After revealing she was a lesbian, "they said this would be grounds for dismissal," she said. "On a regular basis, I was told to look elsewhere for work...I was harassed. I constantly had to watch my back," Heintz said in an interview with the Kitchener-Waterloo Record.
"They made allegations about me." Heintz said some co-workers made unfounded accusations that she abused residents. How truly Christian of them (not)!
This news release from the Tribunal gives more background on the case and the Tribunal's decision:
"Ms. Heintz, an individual of deep Christian faith, and a model employee for five years with Christian Horizons, was providing care and support to individuals with developmental disabilities. Like other employees, when first hired, Ms. Heintz was required to sign a Lifestyle and Morality Statement, which prohibits, among other things, homosexual relationships. After several years, Ms. Heintz came to terms with her sexual orientation as a lesbian. When Christian Horizons discovered this, they advised her that she was not complying with the Statement and required her to leave the organization."
"The Tribunal ruled that Christian Horizons could not require its employees to sign [such a] Statement. It found that Christian Horizons is primarily engaged in serving the disability-related needs of its clients, and the prohibition on homosexual relationships was not a legitimate job requirement for providing quality care and support to disabled residents.

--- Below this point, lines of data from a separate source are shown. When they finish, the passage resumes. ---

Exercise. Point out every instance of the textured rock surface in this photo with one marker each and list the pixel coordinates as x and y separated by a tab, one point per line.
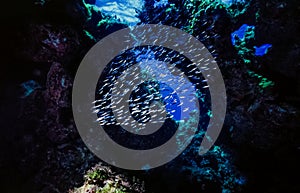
41	151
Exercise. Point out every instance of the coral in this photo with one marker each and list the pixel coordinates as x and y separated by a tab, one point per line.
29	87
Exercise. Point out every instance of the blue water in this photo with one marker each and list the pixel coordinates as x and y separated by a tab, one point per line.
240	33
262	50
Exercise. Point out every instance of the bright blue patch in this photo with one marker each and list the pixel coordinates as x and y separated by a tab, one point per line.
29	87
240	33
262	50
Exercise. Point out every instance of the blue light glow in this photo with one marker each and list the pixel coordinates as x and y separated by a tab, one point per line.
262	50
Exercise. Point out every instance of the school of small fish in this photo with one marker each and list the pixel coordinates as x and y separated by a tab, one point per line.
167	93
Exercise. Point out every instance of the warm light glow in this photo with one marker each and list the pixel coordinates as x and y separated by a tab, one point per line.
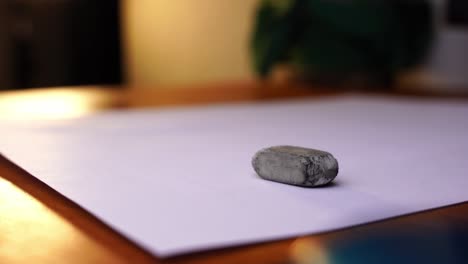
27	220
44	104
30	232
308	251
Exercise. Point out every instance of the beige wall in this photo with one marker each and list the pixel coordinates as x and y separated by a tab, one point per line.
172	42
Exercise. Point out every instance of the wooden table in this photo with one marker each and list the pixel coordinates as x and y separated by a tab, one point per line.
39	225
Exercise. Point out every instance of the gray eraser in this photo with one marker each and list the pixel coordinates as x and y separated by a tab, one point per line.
295	165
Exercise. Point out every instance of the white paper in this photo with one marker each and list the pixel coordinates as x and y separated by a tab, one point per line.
180	179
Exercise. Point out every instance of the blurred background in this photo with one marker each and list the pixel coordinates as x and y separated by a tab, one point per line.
158	43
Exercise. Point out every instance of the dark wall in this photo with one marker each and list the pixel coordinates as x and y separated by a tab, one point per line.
62	42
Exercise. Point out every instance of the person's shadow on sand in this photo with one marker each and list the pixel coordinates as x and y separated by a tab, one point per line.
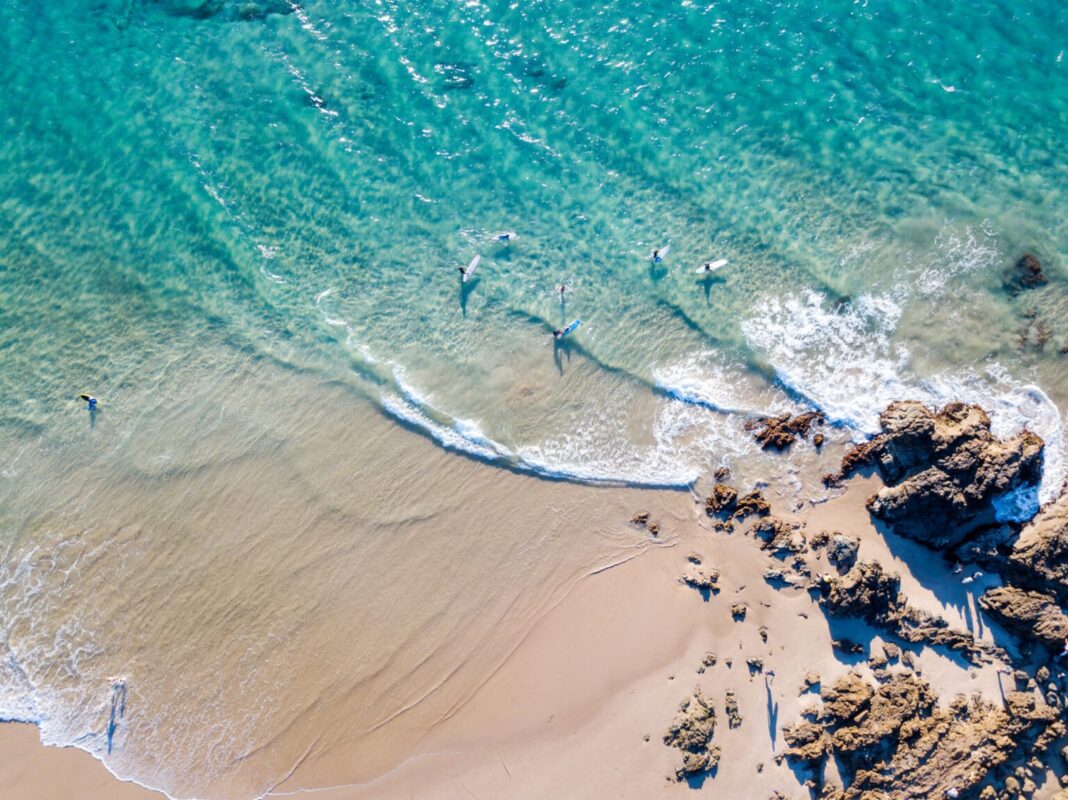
772	711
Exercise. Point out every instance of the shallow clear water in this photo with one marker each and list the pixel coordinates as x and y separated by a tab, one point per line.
188	187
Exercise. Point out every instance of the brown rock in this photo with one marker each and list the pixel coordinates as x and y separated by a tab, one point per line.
896	740
722	500
734	716
751	504
1032	615
692	734
780	537
842	551
943	470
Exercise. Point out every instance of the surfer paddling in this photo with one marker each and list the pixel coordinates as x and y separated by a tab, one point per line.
467	271
711	266
559	333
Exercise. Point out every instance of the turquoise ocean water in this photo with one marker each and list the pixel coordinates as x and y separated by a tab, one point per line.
187	186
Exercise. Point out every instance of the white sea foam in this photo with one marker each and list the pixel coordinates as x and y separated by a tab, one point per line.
844	361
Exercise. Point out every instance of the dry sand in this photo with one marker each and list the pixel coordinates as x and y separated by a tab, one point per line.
579	707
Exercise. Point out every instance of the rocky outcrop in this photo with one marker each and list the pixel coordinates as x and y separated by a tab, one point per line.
943	470
780	537
1039	558
779	433
692	734
1032	615
842	550
723	499
895	740
870	594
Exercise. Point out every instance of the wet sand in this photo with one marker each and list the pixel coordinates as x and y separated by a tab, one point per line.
570	697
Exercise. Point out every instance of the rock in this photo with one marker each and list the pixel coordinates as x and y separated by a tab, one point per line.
943	470
691	733
1034	616
641	519
723	500
896	740
1026	273
246	11
704	579
842	551
867	592
751	504
1039	558
806	742
848	646
845	699
734	716
779	433
780	537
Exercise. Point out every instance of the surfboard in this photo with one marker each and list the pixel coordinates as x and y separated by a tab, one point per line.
471	267
570	328
712	267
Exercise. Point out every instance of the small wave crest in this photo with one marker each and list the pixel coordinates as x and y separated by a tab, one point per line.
844	360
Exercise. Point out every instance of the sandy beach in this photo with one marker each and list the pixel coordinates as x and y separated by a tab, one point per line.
578	703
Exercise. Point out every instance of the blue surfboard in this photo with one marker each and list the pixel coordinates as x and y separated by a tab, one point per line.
569	329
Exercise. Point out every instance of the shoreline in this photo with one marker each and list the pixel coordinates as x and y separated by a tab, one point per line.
580	701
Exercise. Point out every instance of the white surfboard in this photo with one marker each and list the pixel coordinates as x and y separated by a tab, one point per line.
471	267
711	267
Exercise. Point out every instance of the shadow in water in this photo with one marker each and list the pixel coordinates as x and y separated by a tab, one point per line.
466	289
706	282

"Christian Horizons describes itself as an Evangelical Christian Ministry that provides care and residential services to 1,400 developmentally disabled individuals of all races, creeds and sexual orientations. With over 180 residential homes across Ontario, and 2,500 employees, Christian Horizons is the largest provider of community living services in the province, funded almost exclusively by the Ontario Ministry of Community and Social Services.
"This decision is important," commented Chief Commissioner Barbara Hall, "because it sets out that when faith-based and other organizations move beyond serving the interests of their particular community to serving the general public, the rights of others, including employees, must be respected."

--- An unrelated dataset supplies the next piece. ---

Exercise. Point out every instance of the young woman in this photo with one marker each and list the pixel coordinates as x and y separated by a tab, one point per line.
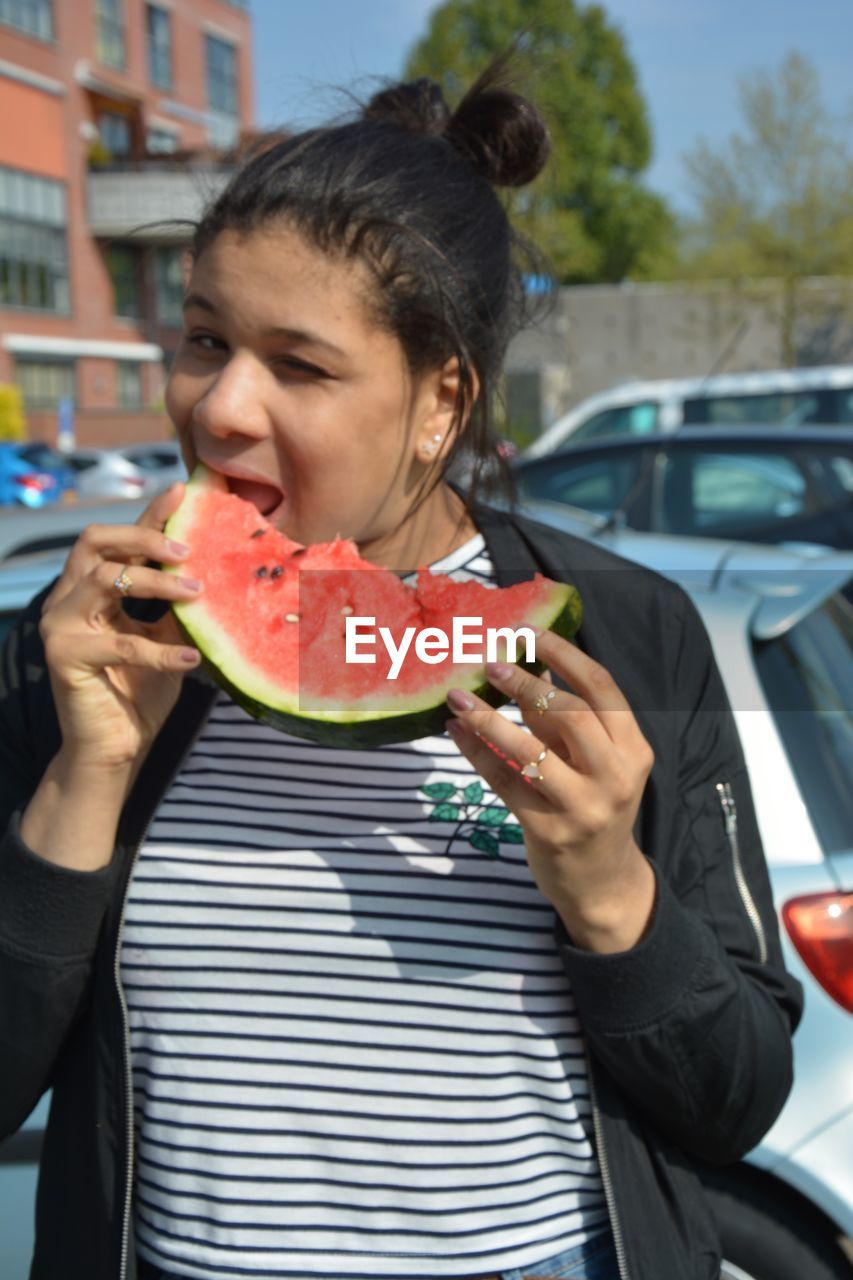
299	1018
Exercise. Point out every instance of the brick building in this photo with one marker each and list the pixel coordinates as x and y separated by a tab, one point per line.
114	114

This decision makes perfect sense. Any organization or business, religious or otherwise, that provides services to the public has no right to practise this kind of discrimination.
I'm sure many Christian groups will howl this is yet another example of the state undermining religious freedom, ignoring the impact this kind of discrimination has on its LGBT victims, let alone the clients they purport to serve. Shame on those who do.